Some of her samples on display.  Notice the 'burn' out hole in the fabric; a result of the heat gun.
The black was outstanding!
Emily uses her 'heat gun' fabric for many fashionable wearables--purses and jewelry.  She even uses the finished fabric as lining in garments to add that extra touch.
We all fell in love with "Emily's Book"--a creative gathering of thoughts and ideas.
She even uses machine stitching for more detail work.  This was an interesting program and gets your "juices" flowing and thinking "What if...................."  Thanks Emily for sharing your inventive way to change plain ole polyester into a useful fabric.

Tuesday, October 11, 2011

Weaver's Delight!

When we return from our summer away, it is always the highlight of the month to return to our regular scheduled programming and the first week of the month, we are delighted to visit with not one but two weaver study groups.  WSW (West Side Weavers) continue their study of waffle weave.  But, before we launch into that topic...................................
Our hostess, Scharine, brings out one of the towels she purchased at the recent guild show/sell.  It's a lovely towel woven by fellow weaver Marian, who just took up weaving a short time ago.  She has progressed by leaps and bounds! 

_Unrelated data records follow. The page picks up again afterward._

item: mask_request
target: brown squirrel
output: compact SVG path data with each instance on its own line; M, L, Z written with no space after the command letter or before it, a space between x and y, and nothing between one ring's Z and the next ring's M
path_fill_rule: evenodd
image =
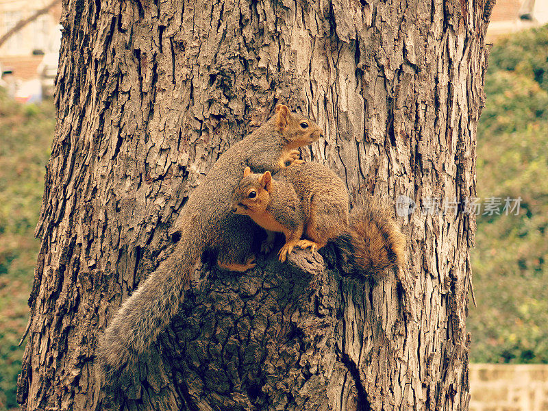
M275 173L297 160L297 147L317 140L322 129L284 105L265 124L232 146L190 195L175 225L175 251L141 284L100 337L97 356L104 374L131 366L177 312L190 275L205 251L217 252L221 268L255 266L251 245L258 227L230 212L230 195L242 170ZM127 368L126 368L127 369Z
M285 234L279 261L284 262L295 247L314 251L334 240L353 271L362 275L378 275L403 265L405 238L378 200L371 197L349 215L345 184L319 163L292 165L274 177L270 171L251 174L247 167L232 192L231 210L266 229L267 243L273 239L272 232Z

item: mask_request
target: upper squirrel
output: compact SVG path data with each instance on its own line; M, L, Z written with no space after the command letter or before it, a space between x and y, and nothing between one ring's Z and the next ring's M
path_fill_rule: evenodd
M255 266L251 245L256 226L230 212L230 195L251 167L275 173L297 160L297 147L323 132L312 120L284 105L265 124L232 146L190 195L175 225L175 251L140 285L101 336L97 358L103 372L114 374L132 364L177 312L190 275L204 251L217 252L221 268L245 271Z
M285 234L281 262L295 247L314 250L334 240L362 275L378 275L403 265L405 238L378 201L371 197L349 215L345 184L319 163L290 166L274 177L246 168L232 192L231 210L249 216L267 232Z

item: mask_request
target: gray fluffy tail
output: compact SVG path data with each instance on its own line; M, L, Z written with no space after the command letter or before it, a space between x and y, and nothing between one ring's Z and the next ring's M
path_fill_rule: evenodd
M388 208L370 197L350 213L347 232L335 242L351 272L378 277L406 261L406 238Z
M203 247L196 238L179 240L175 252L122 305L99 342L102 377L136 364L179 309Z

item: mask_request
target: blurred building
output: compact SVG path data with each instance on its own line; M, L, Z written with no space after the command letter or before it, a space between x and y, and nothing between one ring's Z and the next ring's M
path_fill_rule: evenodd
M488 40L548 23L548 0L497 0Z
M51 0L0 0L0 36L33 15ZM0 47L2 73L28 79L37 77L44 55L59 51L60 3L15 33ZM55 49L56 47L56 49Z

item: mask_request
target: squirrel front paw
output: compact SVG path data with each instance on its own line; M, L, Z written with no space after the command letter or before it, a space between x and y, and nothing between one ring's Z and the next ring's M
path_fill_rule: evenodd
M264 241L261 242L261 253L263 254L268 254L274 248L274 240L266 238Z
M318 247L317 243L314 242L314 241L310 241L310 240L301 240L299 242L295 244L295 246L303 249L307 249L310 247L310 251L312 253L320 248Z
M288 254L290 254L293 251L295 244L290 242L286 242L278 251L278 260L280 262L285 262Z

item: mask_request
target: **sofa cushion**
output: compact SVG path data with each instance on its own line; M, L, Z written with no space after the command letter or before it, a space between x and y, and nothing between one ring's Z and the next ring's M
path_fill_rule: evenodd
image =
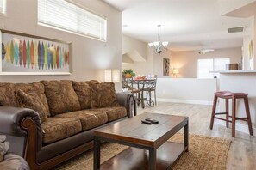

Okay, onto study topic at hand--waffle weave.  This hand cloth is the product from Penny's loom--great handle and perfect for washcloth and just the right size.
Connie's silk noil scarf reminds one of spring days and colors.  It is light and airy and she worked hard to achieve the waffles right where she wanted them.
Our newest member is on the learning curve--almost there.....and she wove this great cloth but there were some treadling errors---she is definitely going to give us a run for our money!
Dottie, who is master at whatever she sets her hand to, showed off one of her Christmas ornaments--felted fabric, hand embroidered and she recycles as well (using one of her empty yarn cones as a base).
She shows off one of her 'postcards' before it is placed in the mail to her dear friend.  Ahh, to be one of those 'dear' friends.
Scharine models one of the 'rejects' from the recent fiber artist show.  "Reject?" we say--"no way"!  Scharine uses her family tecniques to fashion this interesting fabric for her jacket. 
She has used traditional Japanese flower fabric and her fermented dyed fabric as accent.
Another reject--her lovely silk fermented dyed scarf.  She uses indigo leaves for the dye process, which takes several days to achieve.
What can you do with linen paper yarn and stainless steel/silk?  Easy, knit a scarf--that is exactly what Scharine did.  And this scarf was accepted into the fiber artist show.  Can't wait to see it in person!
Can we say color!!??  This is a warp that Scharine is to thread on her loom for the upcoming Ruby Leslie workshop.  It's all about color, which fits nicely into the second weaver study group's work for the year.
D'Anne, from the WOW (Way Out West) group has this warp for the workshop.  Ruby has wound all the warps for the participants and sent specific instructions on the threading. 
Ahh, a blast from the past!  But, now look ,this complete study session has been printed in lovely book form.  The old one on the storage shelf is on loose paper printed by the hand of Else herself.  We studied with Else many moons ago and had a wonderful learning experience.
Our faithful leader, Leigh, brought some of the yarn cones that she wants to weave with.  She was asking for suggestion of weave structure.  Oh, we had plenty of ideas for her!
Barbara had her weave draft at hand--a colorful crackle variation.  We'll see the real deal soon, knowing Barbara, who does wonderful weavings!  In all, it was a super week filled with so many ideas that could explore one's brain!  Home to weave, if only..............................why is there always that excuse standing in the way??